The Affordable Care Act: Unfinished Business
EPPN Health Care Series Part 3
Sanctify, O Lord, those whom you have called to the study and practice of the arts of healing, and to the prevention of disease and pain. Strengthen them by your life-giving Spirit, that by their ministries the health of the community may be promoted and your creation glorified; through Jesus Christ our Lord. Amen.
-Prayer for Doctors and Nurses, Book of Common Prayer pg. 460
The Supreme Court recently turned back a third challenge to the Affordable Care Act (ACA), ensuring that the law will continue to help Americans access more affordable health care. The Affordable Care Act, in existence for the last decade, has become integral to the American healthcare system. Thanks to the ACA, millions who previously could not afford insurance have access to affordable, quality health care. All Americans benefit from the ACA’s private insurance regulations, which prohibit annual and lifetime coverage caps and ban discrimination and price increases based on pre-existing conditions.
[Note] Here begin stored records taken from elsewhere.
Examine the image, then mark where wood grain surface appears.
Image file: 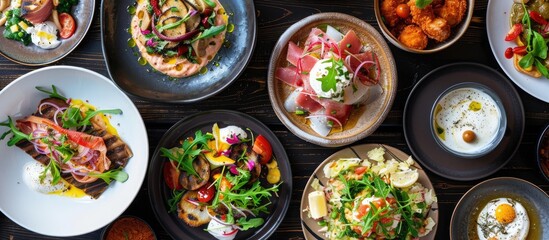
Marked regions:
[0,0,549,239]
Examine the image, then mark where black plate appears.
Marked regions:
[148,110,292,239]
[450,177,549,240]
[404,63,524,181]
[0,0,95,66]
[101,0,256,102]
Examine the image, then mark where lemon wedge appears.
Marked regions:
[390,170,419,188]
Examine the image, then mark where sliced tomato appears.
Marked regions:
[252,135,273,164]
[505,23,522,41]
[163,162,183,190]
[529,11,547,26]
[198,183,215,203]
[59,13,76,39]
[513,46,528,56]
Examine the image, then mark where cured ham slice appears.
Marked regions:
[339,30,362,58]
[295,92,322,112]
[286,42,318,72]
[349,52,380,86]
[12,98,133,198]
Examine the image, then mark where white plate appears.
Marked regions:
[0,66,149,237]
[486,0,549,102]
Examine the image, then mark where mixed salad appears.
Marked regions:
[160,123,281,240]
[0,85,132,197]
[505,0,549,78]
[306,148,437,239]
[0,0,78,49]
[275,25,383,137]
[131,0,229,77]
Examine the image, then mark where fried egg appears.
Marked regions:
[433,88,501,154]
[23,161,87,198]
[477,198,530,240]
[27,21,61,49]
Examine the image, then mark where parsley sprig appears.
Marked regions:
[519,2,549,78]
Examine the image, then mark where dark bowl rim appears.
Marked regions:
[99,214,158,240]
[374,0,475,54]
[448,177,549,240]
[536,123,549,182]
[0,1,96,67]
[430,81,507,158]
[99,0,257,103]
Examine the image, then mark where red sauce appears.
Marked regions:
[105,217,156,240]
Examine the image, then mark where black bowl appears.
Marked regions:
[148,110,292,239]
[101,0,256,102]
[536,125,549,182]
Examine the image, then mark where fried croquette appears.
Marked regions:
[398,24,429,50]
[435,0,467,27]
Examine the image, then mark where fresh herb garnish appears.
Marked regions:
[0,117,32,147]
[88,169,129,184]
[519,2,549,78]
[160,130,213,176]
[191,25,227,43]
[36,85,67,101]
[204,0,216,7]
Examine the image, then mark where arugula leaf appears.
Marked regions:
[0,116,32,147]
[204,0,217,7]
[534,59,549,78]
[35,85,67,101]
[317,58,343,92]
[416,0,433,9]
[236,218,265,231]
[191,25,227,43]
[160,130,213,176]
[88,169,129,184]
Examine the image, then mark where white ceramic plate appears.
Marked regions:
[486,0,549,102]
[0,66,149,237]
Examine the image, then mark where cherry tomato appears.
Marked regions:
[163,162,183,190]
[198,183,215,203]
[505,23,522,41]
[513,46,528,56]
[59,13,76,38]
[252,135,273,164]
[505,47,514,59]
[529,11,547,26]
[396,3,410,18]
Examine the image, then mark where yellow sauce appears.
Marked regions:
[71,99,120,137]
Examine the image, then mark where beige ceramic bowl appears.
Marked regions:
[300,144,439,240]
[374,0,475,54]
[268,13,397,147]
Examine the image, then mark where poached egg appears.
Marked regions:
[26,21,61,49]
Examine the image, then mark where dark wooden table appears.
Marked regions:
[0,0,549,239]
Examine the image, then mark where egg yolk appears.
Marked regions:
[496,203,517,224]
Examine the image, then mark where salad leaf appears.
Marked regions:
[317,58,343,92]
[88,169,129,184]
[191,25,227,43]
[204,0,217,7]
[0,117,32,147]
[160,130,213,176]
[38,157,61,185]
[36,85,67,101]
[416,0,433,9]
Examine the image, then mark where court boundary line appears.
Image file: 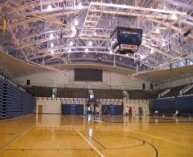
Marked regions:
[0,125,35,152]
[75,129,105,157]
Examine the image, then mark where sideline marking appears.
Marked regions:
[76,129,105,157]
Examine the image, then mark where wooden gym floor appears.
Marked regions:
[0,114,193,157]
Black and Hispanic populations had the highest uninsured rates prior to the ACA’s passage. Thanks to the ACA, those groups have made the largest gains. The uninsured rate for Black adults dropped from 24.4 percent in 2013 to 14.4 percent in 2018, while the rate for Hispanic adults decreased from 40.2 percent to 24.9 percent. These improvements should be celebrated for the millions of lives they have made better.
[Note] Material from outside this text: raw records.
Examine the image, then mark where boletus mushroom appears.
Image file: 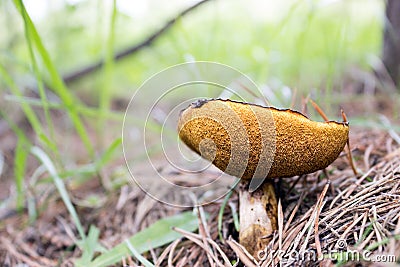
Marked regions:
[178,99,349,259]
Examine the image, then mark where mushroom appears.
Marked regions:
[178,99,349,259]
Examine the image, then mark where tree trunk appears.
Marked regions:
[382,0,400,86]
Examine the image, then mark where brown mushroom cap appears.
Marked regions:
[178,99,349,179]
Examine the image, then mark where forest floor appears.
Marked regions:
[0,90,400,266]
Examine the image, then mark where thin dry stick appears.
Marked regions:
[278,198,283,253]
[172,227,224,267]
[155,238,182,266]
[283,191,307,233]
[168,238,181,267]
[314,180,331,259]
[226,237,259,267]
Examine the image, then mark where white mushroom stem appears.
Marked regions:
[239,180,278,260]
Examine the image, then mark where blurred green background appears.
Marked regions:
[0,0,384,104]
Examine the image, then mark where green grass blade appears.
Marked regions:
[14,0,94,156]
[0,64,43,139]
[31,146,86,241]
[14,135,29,211]
[96,138,122,170]
[75,225,106,266]
[0,110,31,214]
[87,212,198,267]
[20,3,60,159]
[98,0,117,142]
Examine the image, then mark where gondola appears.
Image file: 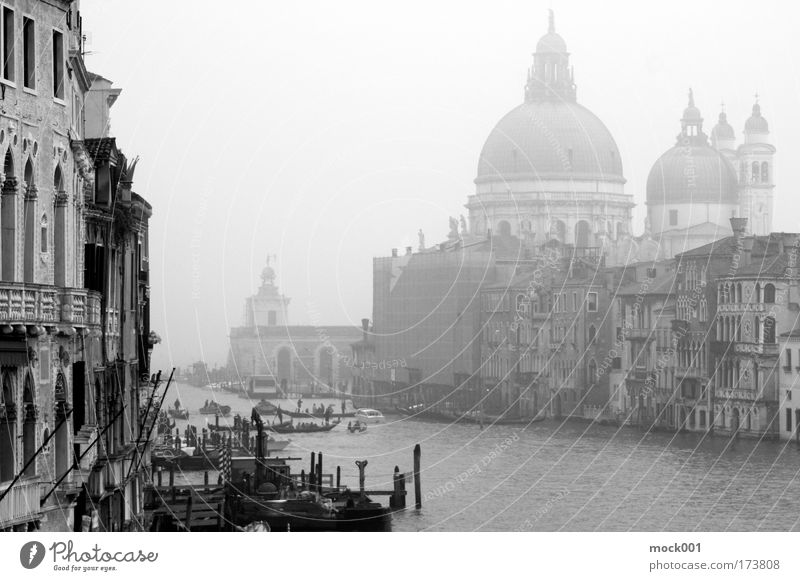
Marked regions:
[281,410,356,420]
[200,401,231,416]
[167,408,189,420]
[264,422,340,434]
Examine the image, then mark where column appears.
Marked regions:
[0,176,19,281]
[53,191,69,287]
[22,185,38,282]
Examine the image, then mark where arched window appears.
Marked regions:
[53,165,64,192]
[764,283,775,305]
[24,158,34,187]
[22,374,37,476]
[0,373,17,482]
[40,214,49,252]
[589,359,597,386]
[764,317,775,344]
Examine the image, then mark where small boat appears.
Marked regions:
[354,408,386,424]
[200,401,231,416]
[282,410,356,420]
[264,422,340,434]
[255,399,285,416]
[347,420,367,434]
[167,408,189,420]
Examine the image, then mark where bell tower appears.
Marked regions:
[737,95,775,236]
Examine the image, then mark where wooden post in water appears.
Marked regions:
[356,460,369,492]
[308,452,317,491]
[317,452,322,492]
[389,466,400,508]
[414,444,422,508]
[183,489,194,531]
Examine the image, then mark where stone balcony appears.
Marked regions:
[622,327,656,341]
[733,342,780,357]
[0,282,100,335]
[0,477,40,529]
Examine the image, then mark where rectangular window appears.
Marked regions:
[3,6,14,83]
[669,210,678,226]
[53,30,64,99]
[586,293,597,313]
[22,18,36,89]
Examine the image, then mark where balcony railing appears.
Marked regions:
[624,327,656,341]
[0,478,40,529]
[0,282,100,327]
[733,343,780,357]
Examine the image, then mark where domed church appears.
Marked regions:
[645,90,775,258]
[466,11,634,247]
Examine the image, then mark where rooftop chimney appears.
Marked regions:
[731,218,747,238]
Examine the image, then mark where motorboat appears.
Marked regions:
[353,408,386,424]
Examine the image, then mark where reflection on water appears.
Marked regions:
[165,384,800,531]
Yet much more needs to be done.
Persistent issues with the ACA
While the ACA has undeniably improved the overall picture of American health care, the United States continues to face significant health insurance gaps. Since the ACA came into force, fewer American adults go uninsured, but more Americans are underinsured than ever. Of the 194 million U.S. adults aged 19 to 64 in 2018, an estimated 87 million, or 45 percent, were enrolled in health insurance plans that did not meet all their health care needs. Among Americans who were continuously insured through all of 2018, roughly 44 million were underinsured due to high out-of-pocket costs, including co-pays and deductibles. Job loss and an economic recession due to the coronavirus pandemic have caused millions of Americans to lose their job-based health insurance, with some workers switching to marketplace or Medicaid coverage and others becoming uninsured.
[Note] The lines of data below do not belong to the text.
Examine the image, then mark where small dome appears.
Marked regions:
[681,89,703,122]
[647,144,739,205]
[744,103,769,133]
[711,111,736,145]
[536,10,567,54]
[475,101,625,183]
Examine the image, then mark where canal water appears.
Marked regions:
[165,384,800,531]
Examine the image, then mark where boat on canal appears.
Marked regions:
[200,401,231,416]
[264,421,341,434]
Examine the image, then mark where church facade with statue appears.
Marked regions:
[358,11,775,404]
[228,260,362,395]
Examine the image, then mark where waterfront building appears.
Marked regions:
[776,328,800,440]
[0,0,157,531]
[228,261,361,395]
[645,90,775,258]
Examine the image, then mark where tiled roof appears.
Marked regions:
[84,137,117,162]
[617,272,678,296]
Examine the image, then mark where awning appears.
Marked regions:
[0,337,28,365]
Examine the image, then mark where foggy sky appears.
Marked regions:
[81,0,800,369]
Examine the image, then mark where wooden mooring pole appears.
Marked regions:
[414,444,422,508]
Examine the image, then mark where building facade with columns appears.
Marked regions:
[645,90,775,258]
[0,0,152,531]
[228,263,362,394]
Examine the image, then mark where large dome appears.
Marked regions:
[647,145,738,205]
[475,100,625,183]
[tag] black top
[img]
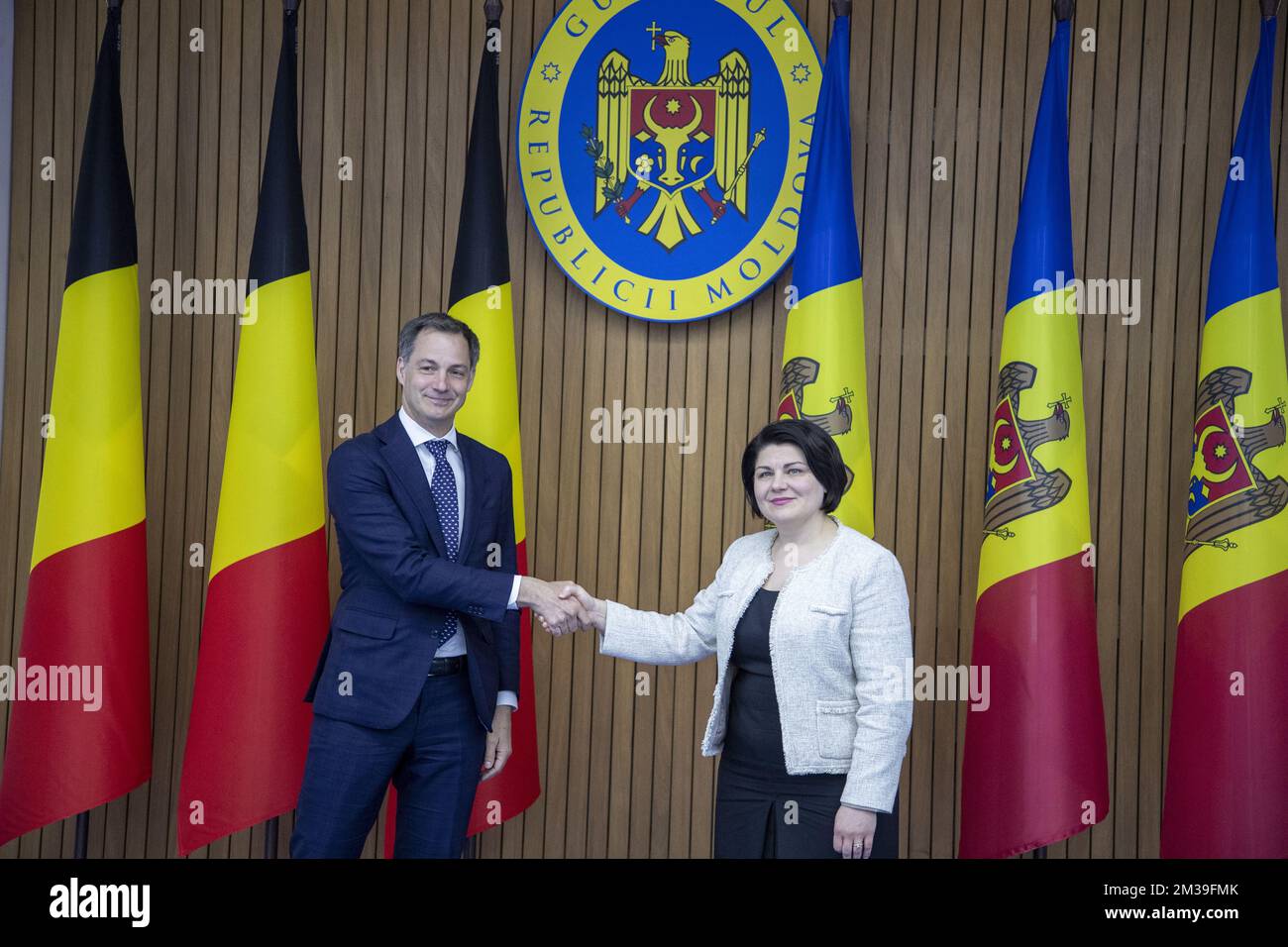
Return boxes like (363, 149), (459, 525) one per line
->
(729, 588), (778, 678)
Medicaid expansion take-up remains a major challenge. Because of the 2012 Supreme Court ruling, NFIB v. Sebelius, states are free to accept or reject the ACA policy allowing states to open Medicaid insurance to any citizen with an income at or below 138% of the federal poverty level. This ruling led to a patchwork. While 38 states and the District of Columbia have implemented Medicaid expansion since 2014, 12 holdout states remain. Among them are two of the four most populous states: Texas and Florida. Nearly 1 million eligible Floridians and 1.4 million eligible Texans lack Medicaid coverage due to the intransigence of their state governments.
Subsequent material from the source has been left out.